TabletServerMain
入口函数中,创建并启动了TabletServer
,让我们来看看TabletServer
具体做了些什么。
构造函数
构造函数中对几个内部成员变量进行了初始化
// yb/tserver/tablet_server.cc
TabletServer::TabletServer(const TabletServerOptions& opts)
: RpcAndWebServerBase(
"TabletServer", opts, "yb.tabletserver", server::CreateMemTrackerForServer()),
fail_heartbeats_for_tests_(false),
opts_(opts),
tablet_manager_(new TSTabletManager(fs_manager_.get(), this, metric_registry())),
path_handlers_(new TabletServerPathHandlers(this)),
maintenance_manager_(new MaintenanceManager(MaintenanceManager::DEFAULT_OPTIONS)),
master_config_index_(0),
tablet_server_service_(nullptr),
shared_object_(CHECK_RESULT(TServerSharedObject::Create())) {
SetConnectionContextFactory(rpc::CreateConnectionContextFactory<rpc::YBInboundConnectionContext>(
FLAGS_inbound_rpc_memory_limit, mem_tracker()));
LOG(INFO) << "yb::tserver::TabletServer created at " << this;
LOG(INFO) << "yb::tserver::TSTabletManager created at " << tablet_manager_.get();
}
头文件中关于几个成员变量的定义:
// yb/tserver/tablet_server.h
class TabletServer : public server::RpcAndWebServerBase, public TabletServerIf {
...
...
...
// If true, all heartbeats will be seen as failed.
Atomic32 fail_heartbeats_for_tests_;
// The options passed at construction time, and will be updated if master config changes.
TabletServerOptions opts_;
// Manager for tablets which are available on this server.
gscoped_ptr<TSTabletManager> tablet_manager_;
// Webserver path handlers
gscoped_ptr<TabletServerPathHandlers> path_handlers_;
// The maintenance manager for this tablet server
std::shared_ptr<MaintenanceManager> maintenance_manager_;
// Index at which master sent us the last config
int master_config_index_;
// An instance to tablet server service.

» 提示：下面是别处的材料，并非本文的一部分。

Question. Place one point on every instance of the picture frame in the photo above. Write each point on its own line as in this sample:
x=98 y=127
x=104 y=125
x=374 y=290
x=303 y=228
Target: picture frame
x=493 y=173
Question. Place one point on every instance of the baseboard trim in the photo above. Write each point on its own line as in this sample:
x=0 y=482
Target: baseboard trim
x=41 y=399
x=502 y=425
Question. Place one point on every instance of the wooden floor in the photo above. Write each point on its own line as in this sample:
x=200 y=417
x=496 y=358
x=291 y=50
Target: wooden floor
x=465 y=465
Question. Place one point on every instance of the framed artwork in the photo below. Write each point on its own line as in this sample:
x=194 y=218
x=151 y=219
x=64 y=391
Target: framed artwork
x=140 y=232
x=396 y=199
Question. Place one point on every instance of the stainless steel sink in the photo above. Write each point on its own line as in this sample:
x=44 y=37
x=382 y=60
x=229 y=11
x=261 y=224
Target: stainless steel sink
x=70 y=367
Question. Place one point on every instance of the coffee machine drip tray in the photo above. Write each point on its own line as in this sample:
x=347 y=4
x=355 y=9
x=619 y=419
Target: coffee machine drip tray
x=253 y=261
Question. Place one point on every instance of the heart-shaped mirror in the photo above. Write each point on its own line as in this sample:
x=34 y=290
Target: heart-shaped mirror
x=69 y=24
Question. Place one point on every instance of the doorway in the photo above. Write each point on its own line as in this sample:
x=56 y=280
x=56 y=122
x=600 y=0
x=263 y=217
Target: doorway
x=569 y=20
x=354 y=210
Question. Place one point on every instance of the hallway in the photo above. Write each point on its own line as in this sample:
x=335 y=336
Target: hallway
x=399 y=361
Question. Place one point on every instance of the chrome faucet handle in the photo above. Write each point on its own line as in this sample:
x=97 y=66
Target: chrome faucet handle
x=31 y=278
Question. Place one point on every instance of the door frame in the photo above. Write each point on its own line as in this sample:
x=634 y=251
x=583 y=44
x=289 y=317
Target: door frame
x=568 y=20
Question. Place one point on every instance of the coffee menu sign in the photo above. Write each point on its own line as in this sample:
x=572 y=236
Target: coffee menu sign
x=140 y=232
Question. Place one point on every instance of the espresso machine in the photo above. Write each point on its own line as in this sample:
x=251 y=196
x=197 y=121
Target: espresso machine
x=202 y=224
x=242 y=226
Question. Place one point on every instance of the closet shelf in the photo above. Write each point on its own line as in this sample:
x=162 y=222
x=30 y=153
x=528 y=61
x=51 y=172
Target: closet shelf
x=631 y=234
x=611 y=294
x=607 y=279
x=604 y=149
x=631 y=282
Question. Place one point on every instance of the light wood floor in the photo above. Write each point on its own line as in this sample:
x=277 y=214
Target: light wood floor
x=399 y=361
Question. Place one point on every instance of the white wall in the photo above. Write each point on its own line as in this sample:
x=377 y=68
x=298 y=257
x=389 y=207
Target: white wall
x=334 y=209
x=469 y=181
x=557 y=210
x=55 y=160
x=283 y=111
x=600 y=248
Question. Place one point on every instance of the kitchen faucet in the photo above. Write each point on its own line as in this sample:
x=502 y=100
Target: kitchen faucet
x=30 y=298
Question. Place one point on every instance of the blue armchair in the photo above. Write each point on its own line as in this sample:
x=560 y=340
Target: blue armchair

This pointer is no longer valid after RpcAndWebServerBase
// is shut down.
TabletServiceImpl* tablet_server_service_;
// Shared memory owned by the tablet server.
TServerSharedObject shared_object_;
...
...
...
}
初始化
// yb/tserver/tablet_server.cc
Status TabletServer::Init() {
CHECK(!initted_.load(std::memory_order_acquire));
// Validate that the passed master address actually resolves.
// We don't validate that we can connect at this point -- it should
// be allowed to start the TS and the master in whichever order --
// our heartbeat thread will loop until successfully connecting.
RETURN_NOT_OK(ValidateMasterAddressResolution());
RETURN_NOT_OK(RpcAndWebServerBase::Init());
RETURN_NOT_OK(path_handlers_->Register(web_server_.get()));
log_prefix_ = Format("P $0: ", permanent_uuid());
heartbeater_ = CreateHeartbeater(opts_, this);
if (FLAGS_tserver_enable_metrics_snapshotter) {
metrics_snapshotter_.reset(new MetricsSnapshotter(opts_, this));
}
RETURN_NOT_OK_PREPEND(tablet_manager_->Init(),
"Could not init Tablet Manager");
initted_.store(true, std::memory_order_release);
auto bound_addresses = rpc_server()->GetBoundAddresses();
if (!bound_addresses.empty()) {
shared_object_->SetEndpoint(bound_addresses.front());
}
// 5433 is kDefaultPort in src/yb/yql/pgwrapper/pg_wrapper.h.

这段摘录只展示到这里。